Data Flow Architecture¶
graph TD
A[CR8TOR CLI] --> B[Approval Service]
B --> C[Metadata Service]
B --> D[Publish Service]
C --> E[Data Source]
D --> E
D --> F[Staging Storage]
D --> G[Production Storage]
F --> G
Deployment Architecture¶
The microservices are containerized using Docker and designed to be deployed on Kubernetes clusters such as Azure Kubernetes Service (AKS). Each service:
- Runs in its own container with isolated dependencies
- Supports volume mounting for secrets and configuration
- Provides health checks and monitoring endpoints
- Scales independently based on workload demands
Security Features¶
- API Key Authentication: Each service uses static API keys for inter-service communication
- Secret Management: Secrets are mounted at container level and stored in a secure credential storage (e.g. Azure Key Vault)

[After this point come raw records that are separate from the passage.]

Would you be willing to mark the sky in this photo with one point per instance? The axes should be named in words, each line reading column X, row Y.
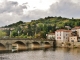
column 12, row 11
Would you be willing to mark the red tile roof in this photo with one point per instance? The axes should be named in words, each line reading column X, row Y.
column 63, row 30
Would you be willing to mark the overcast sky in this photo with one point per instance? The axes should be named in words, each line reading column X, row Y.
column 12, row 11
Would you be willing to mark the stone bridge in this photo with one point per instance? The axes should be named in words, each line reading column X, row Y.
column 6, row 44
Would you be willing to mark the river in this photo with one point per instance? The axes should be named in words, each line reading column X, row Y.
column 49, row 54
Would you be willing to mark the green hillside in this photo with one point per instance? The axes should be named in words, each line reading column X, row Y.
column 39, row 28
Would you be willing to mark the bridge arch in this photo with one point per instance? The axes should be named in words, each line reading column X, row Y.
column 2, row 47
column 35, row 45
column 19, row 42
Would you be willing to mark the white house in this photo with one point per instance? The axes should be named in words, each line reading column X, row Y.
column 73, row 39
column 50, row 36
column 62, row 35
column 77, row 28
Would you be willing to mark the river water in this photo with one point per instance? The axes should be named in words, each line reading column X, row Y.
column 49, row 54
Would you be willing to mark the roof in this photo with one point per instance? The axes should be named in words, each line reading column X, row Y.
column 60, row 30
column 77, row 27
column 51, row 34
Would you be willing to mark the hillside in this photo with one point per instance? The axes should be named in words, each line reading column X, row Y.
column 39, row 28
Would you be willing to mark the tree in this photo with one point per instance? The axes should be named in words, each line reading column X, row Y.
column 2, row 34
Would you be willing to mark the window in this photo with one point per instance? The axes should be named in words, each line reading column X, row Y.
column 64, row 36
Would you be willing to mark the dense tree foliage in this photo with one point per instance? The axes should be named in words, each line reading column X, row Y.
column 39, row 28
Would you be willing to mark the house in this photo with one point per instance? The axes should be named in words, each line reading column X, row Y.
column 62, row 35
column 73, row 39
column 77, row 29
column 50, row 36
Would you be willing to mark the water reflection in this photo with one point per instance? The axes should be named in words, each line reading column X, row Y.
column 45, row 54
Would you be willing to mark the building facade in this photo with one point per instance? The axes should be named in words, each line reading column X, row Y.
column 51, row 36
column 73, row 39
column 77, row 28
column 62, row 35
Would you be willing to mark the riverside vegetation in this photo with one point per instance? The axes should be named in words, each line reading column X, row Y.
column 38, row 28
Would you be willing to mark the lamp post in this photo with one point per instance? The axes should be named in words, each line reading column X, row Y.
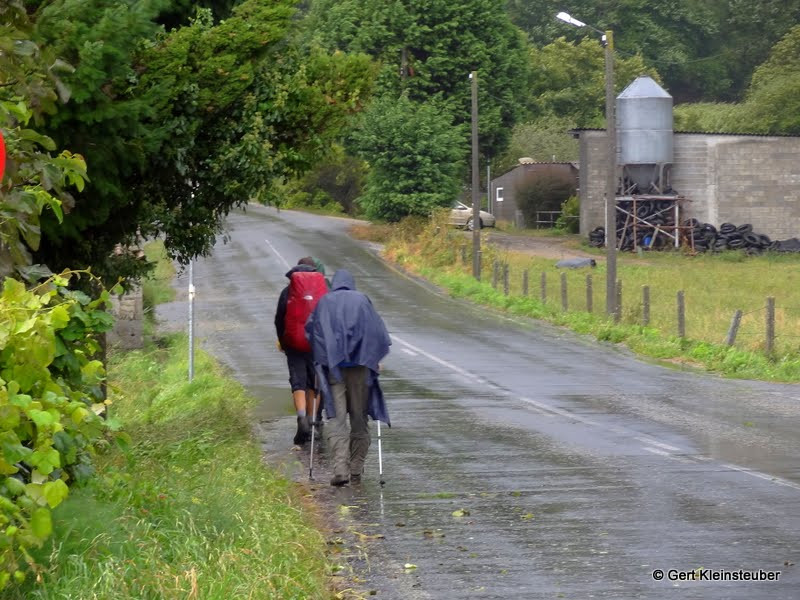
column 611, row 175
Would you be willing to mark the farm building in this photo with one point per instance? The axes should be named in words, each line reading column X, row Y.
column 734, row 178
column 504, row 189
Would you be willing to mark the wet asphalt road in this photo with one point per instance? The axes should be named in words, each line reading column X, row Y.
column 580, row 469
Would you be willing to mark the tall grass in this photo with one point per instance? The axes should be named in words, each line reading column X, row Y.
column 190, row 511
column 714, row 286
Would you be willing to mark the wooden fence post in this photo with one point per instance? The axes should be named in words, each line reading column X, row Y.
column 589, row 294
column 544, row 287
column 734, row 328
column 770, row 341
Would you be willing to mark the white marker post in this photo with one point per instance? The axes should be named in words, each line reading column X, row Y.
column 191, row 321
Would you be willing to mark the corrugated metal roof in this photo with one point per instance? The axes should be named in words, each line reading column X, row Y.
column 644, row 86
column 579, row 129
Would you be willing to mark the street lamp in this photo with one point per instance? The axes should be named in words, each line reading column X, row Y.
column 611, row 175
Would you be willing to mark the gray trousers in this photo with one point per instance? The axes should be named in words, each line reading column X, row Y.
column 349, row 442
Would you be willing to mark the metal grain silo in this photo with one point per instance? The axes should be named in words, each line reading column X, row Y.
column 644, row 126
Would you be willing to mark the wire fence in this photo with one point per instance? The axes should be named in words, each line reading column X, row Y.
column 751, row 327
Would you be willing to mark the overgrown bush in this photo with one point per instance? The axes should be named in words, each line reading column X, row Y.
column 51, row 399
column 569, row 219
column 543, row 192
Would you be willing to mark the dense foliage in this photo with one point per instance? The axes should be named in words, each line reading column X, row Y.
column 704, row 50
column 414, row 153
column 35, row 180
column 50, row 402
column 182, row 126
column 772, row 102
column 428, row 49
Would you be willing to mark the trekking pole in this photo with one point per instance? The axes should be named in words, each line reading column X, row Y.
column 380, row 456
column 313, row 430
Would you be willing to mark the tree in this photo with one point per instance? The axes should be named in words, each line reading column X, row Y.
column 180, row 127
column 569, row 80
column 35, row 180
column 414, row 153
column 704, row 50
column 772, row 103
column 428, row 50
column 546, row 139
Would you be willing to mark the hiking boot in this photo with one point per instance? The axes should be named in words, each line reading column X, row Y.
column 303, row 431
column 339, row 480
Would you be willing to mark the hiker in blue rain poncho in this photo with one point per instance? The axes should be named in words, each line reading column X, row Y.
column 348, row 340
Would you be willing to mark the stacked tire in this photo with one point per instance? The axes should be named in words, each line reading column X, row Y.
column 597, row 237
column 707, row 238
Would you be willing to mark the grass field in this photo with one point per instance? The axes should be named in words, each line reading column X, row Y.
column 714, row 287
column 190, row 510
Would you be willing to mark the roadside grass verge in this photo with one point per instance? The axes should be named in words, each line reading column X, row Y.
column 157, row 288
column 714, row 286
column 190, row 510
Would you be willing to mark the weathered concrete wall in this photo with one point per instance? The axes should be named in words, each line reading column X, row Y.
column 128, row 311
column 734, row 178
column 592, row 179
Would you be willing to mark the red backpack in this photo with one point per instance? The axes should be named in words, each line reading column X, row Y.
column 305, row 290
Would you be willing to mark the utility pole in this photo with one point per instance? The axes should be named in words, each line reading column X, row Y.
column 489, row 206
column 476, row 206
column 191, row 320
column 611, row 181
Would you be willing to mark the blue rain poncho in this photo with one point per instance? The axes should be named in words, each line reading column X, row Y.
column 346, row 330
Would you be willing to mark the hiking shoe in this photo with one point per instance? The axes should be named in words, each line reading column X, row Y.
column 339, row 480
column 303, row 431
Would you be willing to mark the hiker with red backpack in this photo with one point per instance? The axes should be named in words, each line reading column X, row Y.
column 297, row 301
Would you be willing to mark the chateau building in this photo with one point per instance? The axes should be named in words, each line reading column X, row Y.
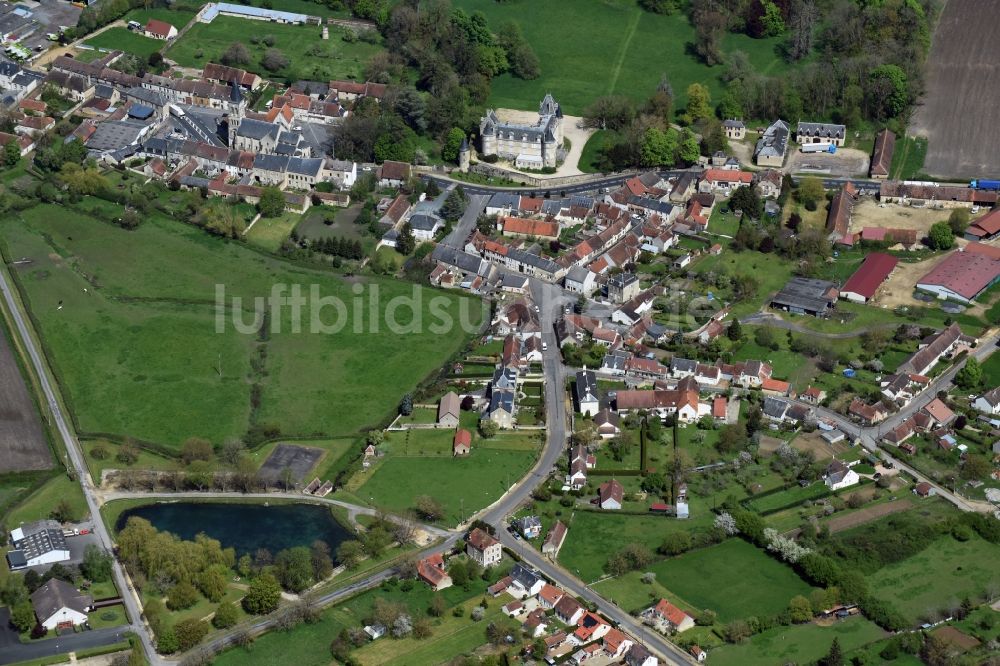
column 532, row 146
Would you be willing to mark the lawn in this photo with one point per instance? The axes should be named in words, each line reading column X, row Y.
column 784, row 362
column 112, row 616
column 310, row 57
column 270, row 233
column 991, row 370
column 734, row 579
column 798, row 644
column 626, row 56
column 942, row 573
column 791, row 497
column 908, row 158
column 123, row 39
column 594, row 536
column 142, row 304
column 40, row 503
column 462, row 485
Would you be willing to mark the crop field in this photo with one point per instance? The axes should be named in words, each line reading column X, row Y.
column 310, row 57
column 627, row 54
column 958, row 87
column 798, row 644
column 938, row 576
column 142, row 305
column 124, row 39
column 23, row 445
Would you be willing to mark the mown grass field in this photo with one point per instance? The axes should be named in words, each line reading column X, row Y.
column 800, row 644
column 141, row 305
column 733, row 578
column 943, row 573
column 310, row 57
column 124, row 39
column 608, row 46
column 462, row 485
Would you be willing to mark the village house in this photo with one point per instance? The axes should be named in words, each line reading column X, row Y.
column 568, row 610
column 610, row 495
column 59, row 605
column 483, row 549
column 934, row 348
column 838, row 475
column 988, row 402
column 772, row 145
column 431, row 571
column 735, row 129
column 525, row 582
column 667, row 618
column 807, row 133
column 867, row 414
column 723, row 181
column 585, row 392
column 449, row 410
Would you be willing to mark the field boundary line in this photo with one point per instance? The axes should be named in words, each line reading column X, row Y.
column 630, row 33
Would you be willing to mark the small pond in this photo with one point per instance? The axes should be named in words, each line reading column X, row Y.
column 245, row 526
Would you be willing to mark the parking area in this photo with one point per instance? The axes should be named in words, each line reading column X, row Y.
column 298, row 460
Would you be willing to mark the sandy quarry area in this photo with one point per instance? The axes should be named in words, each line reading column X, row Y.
column 869, row 213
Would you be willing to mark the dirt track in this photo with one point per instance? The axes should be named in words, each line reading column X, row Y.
column 959, row 113
column 22, row 442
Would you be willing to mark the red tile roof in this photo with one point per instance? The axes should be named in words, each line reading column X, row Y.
column 161, row 28
column 671, row 613
column 965, row 273
column 480, row 540
column 872, row 273
column 728, row 176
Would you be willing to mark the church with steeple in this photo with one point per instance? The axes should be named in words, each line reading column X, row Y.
column 527, row 146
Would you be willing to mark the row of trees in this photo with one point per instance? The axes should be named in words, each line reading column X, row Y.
column 870, row 56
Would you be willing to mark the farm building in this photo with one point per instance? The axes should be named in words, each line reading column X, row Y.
column 820, row 133
column 985, row 228
column 875, row 270
column 771, row 146
column 806, row 296
column 947, row 196
column 735, row 129
column 961, row 276
column 838, row 220
column 885, row 145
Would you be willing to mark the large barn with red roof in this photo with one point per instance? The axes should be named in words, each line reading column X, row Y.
column 961, row 276
column 875, row 270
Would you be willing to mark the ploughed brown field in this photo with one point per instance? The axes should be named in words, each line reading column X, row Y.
column 22, row 441
column 960, row 113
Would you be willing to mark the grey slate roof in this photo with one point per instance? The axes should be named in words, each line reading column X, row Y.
column 306, row 166
column 114, row 135
column 461, row 260
column 257, row 129
column 56, row 594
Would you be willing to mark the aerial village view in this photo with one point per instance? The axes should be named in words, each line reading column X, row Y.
column 496, row 332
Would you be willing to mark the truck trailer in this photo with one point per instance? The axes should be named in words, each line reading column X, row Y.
column 819, row 148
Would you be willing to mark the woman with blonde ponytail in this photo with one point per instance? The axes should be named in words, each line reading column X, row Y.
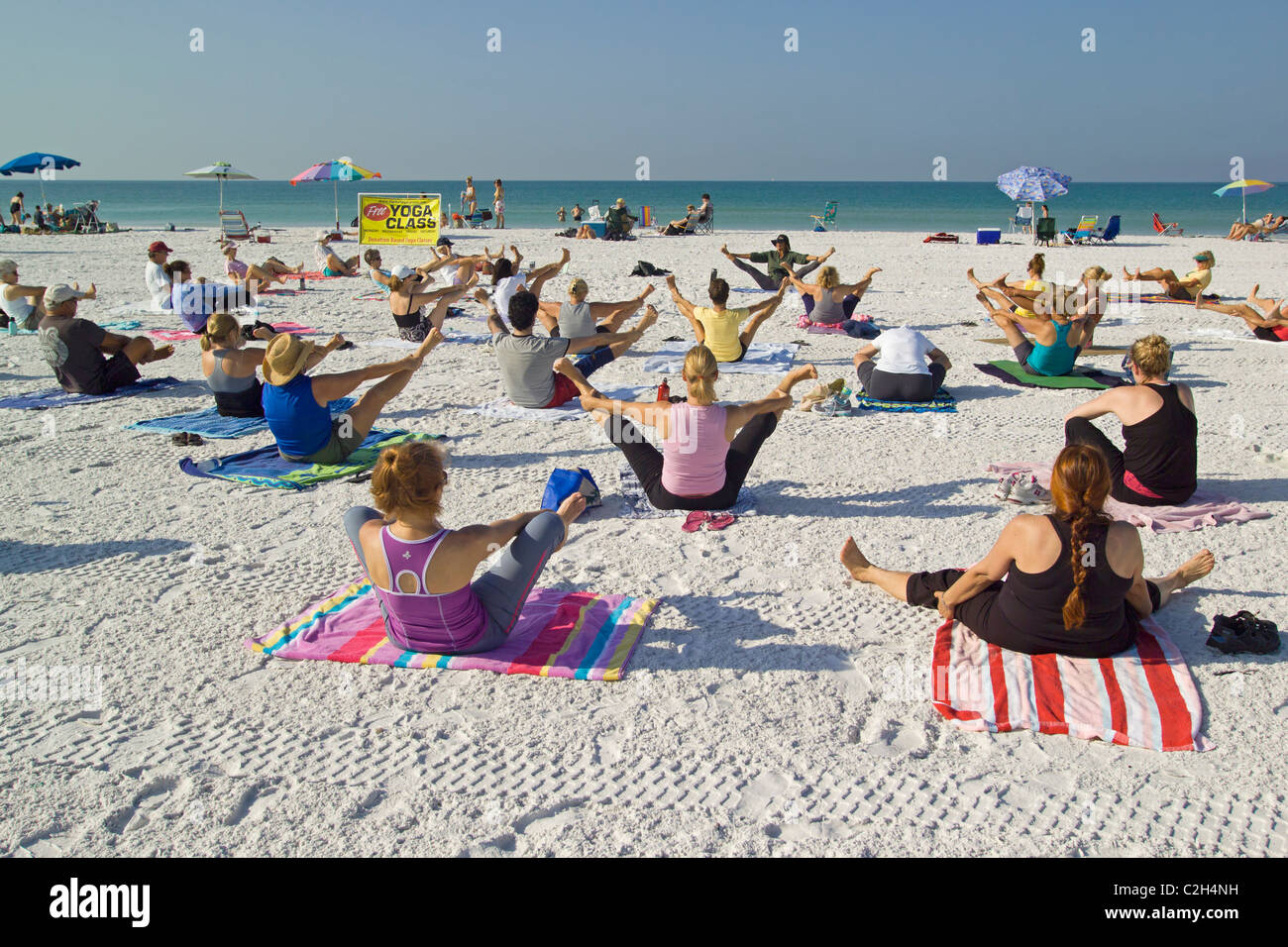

- Data Isolation: Services operate with minimal data exposure principles
- Audit Logging: Comprehensive logging of all data access operations
Integration with CR8TOR Workflow¶
The publisher services integrate seamlessly with the CR8TOR CLI workflow:
- Validation Phase: Metadata Service validates data source connections
- Staging Phase: Publish Service extracts and stages data
- Publication Phase: Publish Service moves data to production storage
Infrastructure Requirements
The Lancashire and Cumbria Secure Data Environment department uses Azure Kubernetes to host and run the microservices within their SDE environment. The specific Infrastructure and Kubernetes (K8S) configuration can be found here.
Configuration Management¶
All services support:
- Environment variable configuration
- Docker network communication
- Secrets mounting for sensitive data
- Configurable storage paths and endpoints
For detailed configuration information, see the individual service documentation linked above.